B2B BNPL lets business customers split a furniture invoice into instalments (often over 3, 6, or 9 months) while you supply and install as normal. The buyer selects an instalment plan at checkout or at quote stage, then pays monthly. It’s designed for businesses purchasing fit-outs, desks, seating, storage, and breakout furniture—without needing a traditional trade account.

Yes. B2B BNPL can be used on project orders like office fit-outs, boardroom packages, ergonomic seating upgrades, and multi-site rollouts. It’s especially useful when customers need to commit to the right scope upfront (to meet deadlines or secure pricing) but don’t want to pay the full invoice in one hit.

In most B2B BNPL models, the supplier is paid upfront and in full, while the customer repays the BNPL provider over time. That means you can improve cash flow without extending in-house terms or carrying the receivable on your balance sheet.

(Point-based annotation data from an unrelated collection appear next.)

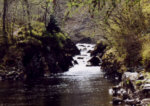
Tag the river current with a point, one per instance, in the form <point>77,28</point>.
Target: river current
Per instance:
<point>82,85</point>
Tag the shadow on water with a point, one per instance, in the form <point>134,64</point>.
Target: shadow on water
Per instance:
<point>80,86</point>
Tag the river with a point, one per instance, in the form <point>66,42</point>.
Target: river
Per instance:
<point>82,85</point>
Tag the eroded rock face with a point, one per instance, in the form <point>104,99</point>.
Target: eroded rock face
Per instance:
<point>133,90</point>
<point>29,60</point>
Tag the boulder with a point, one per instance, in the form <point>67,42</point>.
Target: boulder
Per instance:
<point>117,100</point>
<point>95,61</point>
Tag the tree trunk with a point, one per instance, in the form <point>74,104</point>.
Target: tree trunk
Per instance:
<point>5,8</point>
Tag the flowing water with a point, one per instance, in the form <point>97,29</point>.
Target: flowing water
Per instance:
<point>82,85</point>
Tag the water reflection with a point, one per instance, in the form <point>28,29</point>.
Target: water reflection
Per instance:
<point>80,86</point>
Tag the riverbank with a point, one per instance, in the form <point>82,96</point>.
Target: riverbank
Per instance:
<point>134,87</point>
<point>35,52</point>
<point>81,85</point>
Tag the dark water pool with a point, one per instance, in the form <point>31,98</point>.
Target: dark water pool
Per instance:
<point>80,86</point>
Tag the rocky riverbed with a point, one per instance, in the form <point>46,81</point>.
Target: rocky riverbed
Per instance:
<point>133,90</point>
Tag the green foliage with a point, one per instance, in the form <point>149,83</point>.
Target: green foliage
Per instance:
<point>145,52</point>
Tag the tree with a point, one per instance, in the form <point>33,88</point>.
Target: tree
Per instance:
<point>5,9</point>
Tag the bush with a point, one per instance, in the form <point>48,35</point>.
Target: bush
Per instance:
<point>124,30</point>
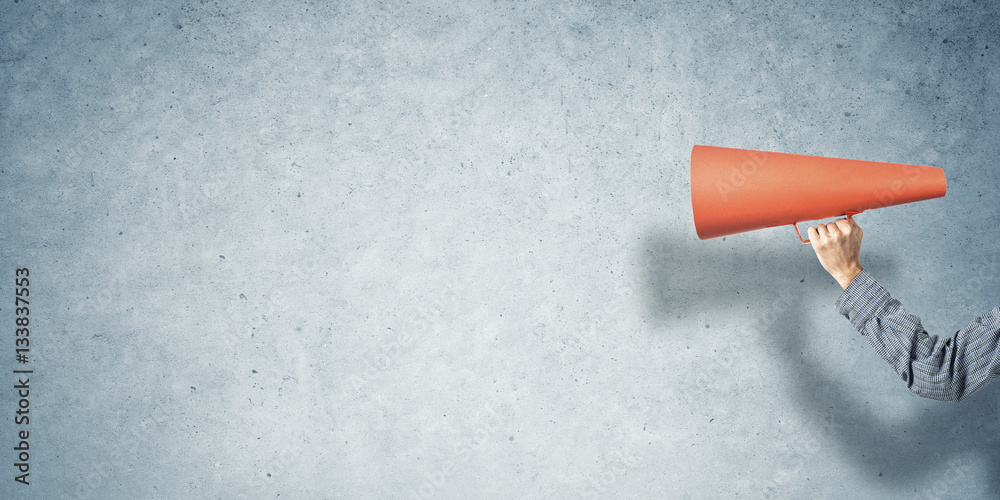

B2B BNPL is built to reduce risk for the supplier because the BNPL provider typically assesses the buyer and manages repayment. That means you’re not relying on “trust” or chasing overdue invoices as part of the instalment plan. Always check the provider’s approval process and terms, but the intent is that repayment risk sits with the BNPL provider—not the furniture supplier.

When buyers can spread payments, they’re less likely to cut scope or delay decisions. That often leads to larger fit-outs, more complete packages (desks + seating + storage), and fewer last-minute removals at quote stage. Instead of discounting to win the job, suppliers can use payment flexibility to improve conversion and lift average order value.